Zunächst ein Rückblick: Als ich beruflich zum ersten Mal den Griffel schwang, schrieb man das Jahr 2000, die Ära der Popliteratur: Die Vöglein zwitscherten, die 80.000-Euro-Vorschüsse wechselten ihren Besitzer, und das ganze Land atmete Hoffnung. Um dem eher prätentiösen Stil eines Herrn Kracht oder Nickel etwas entgegenzusetzen und ein wenig meinen eigenen Helden zu huldigen – den Farrelly-Brüdern, Fellini et cetera –, schrieb ich «Die 120 Tage von Tulúm», eine Art Roadmovie, und brauchte trotz des guten Geschäftsklimas geschlagene vier Jahre, um das Buch bei einem Verlag unterzubringen.

«Die 120 Tage von Tulúm» wurde schliesslich von einem halbbankrotten Kleinverleger veröffentlicht, das Buch bekam Lobeshymnen in der ARD, die Süddeutsche Zeitung nannte es «das unterhaltsamste, komischste Stück Männerliteratur der vergangenen Jahre», und die Verkäufe waren nicht übel.

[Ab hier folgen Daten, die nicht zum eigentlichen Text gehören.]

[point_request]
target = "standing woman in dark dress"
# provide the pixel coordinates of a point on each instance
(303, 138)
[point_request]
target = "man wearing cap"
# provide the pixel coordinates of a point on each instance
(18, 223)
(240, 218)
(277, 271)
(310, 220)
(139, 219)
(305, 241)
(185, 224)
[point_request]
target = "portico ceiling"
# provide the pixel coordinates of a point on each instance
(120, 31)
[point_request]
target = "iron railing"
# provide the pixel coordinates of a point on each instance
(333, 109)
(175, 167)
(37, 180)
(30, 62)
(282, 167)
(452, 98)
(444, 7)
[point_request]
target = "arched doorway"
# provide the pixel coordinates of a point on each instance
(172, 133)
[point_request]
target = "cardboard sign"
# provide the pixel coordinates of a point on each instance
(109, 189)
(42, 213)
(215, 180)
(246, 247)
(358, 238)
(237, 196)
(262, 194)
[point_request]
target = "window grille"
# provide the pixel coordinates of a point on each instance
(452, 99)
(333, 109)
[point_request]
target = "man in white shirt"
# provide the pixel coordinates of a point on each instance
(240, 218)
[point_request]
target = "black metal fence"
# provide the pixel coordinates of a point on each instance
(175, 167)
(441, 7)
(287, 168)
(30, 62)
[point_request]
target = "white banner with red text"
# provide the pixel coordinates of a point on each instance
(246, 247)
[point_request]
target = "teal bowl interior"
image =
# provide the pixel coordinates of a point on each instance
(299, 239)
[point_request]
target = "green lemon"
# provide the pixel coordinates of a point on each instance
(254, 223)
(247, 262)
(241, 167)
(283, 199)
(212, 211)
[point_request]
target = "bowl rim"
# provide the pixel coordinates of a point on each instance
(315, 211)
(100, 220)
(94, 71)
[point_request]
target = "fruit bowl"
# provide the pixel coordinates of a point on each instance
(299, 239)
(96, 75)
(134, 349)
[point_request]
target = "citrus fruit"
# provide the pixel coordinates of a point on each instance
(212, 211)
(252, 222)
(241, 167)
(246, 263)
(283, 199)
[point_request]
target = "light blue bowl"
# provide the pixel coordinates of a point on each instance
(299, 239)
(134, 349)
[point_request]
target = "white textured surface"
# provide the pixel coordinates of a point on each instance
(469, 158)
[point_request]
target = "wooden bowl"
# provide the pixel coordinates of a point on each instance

Dann verschwand der Verleger mit meinen Tantiemen, und im Rückblick fragte ich mich oft: Was waren das für Menschen in diesen Lektoraten, die über vier Jahre hinweg nicht in der Lage waren, den Soul und Humor des Buchs zu erkennen? Und ich musste jedes Mal zwangsläufig an diese eine Lektorin denken, die bei unserem Treffen schrill geschrien hatte: «Also, ich bin in unserem Verlag zwar verantwortlich für die biografisch-ernste Schiene wie ‹Du Saujud! – Mein Grossvater, der Lagerkommandant›, aber persönlich les’ ich am liebsten ‹Die Wanderhure›.»

Nach diesem Einstand werkelte ich am zweiten Streich, an der Satire «Der König von Mexiko», die sich um Männerzeitschriften und meine Jahre in Lateinamerika drehte. Und der Wahnsinn ging weiter: Ich verplemperte abermals drei Jahre meines Lebens damit, den Roman wie ein Klinkenputzer einer langen Reihe von Lektoraten anzubieten, von Rowohlt bis Kiwi. Einer zeigte sich nach Manuskriptübergabe «sehr enttäuscht», ein anderer sagte in einem Gespräch: «Das können wir höchstens verlegen, wenn Sie durchgängig eine starke, emanzipierte Frauenfigur einbauen, die den Helden am Schluss erlöst!»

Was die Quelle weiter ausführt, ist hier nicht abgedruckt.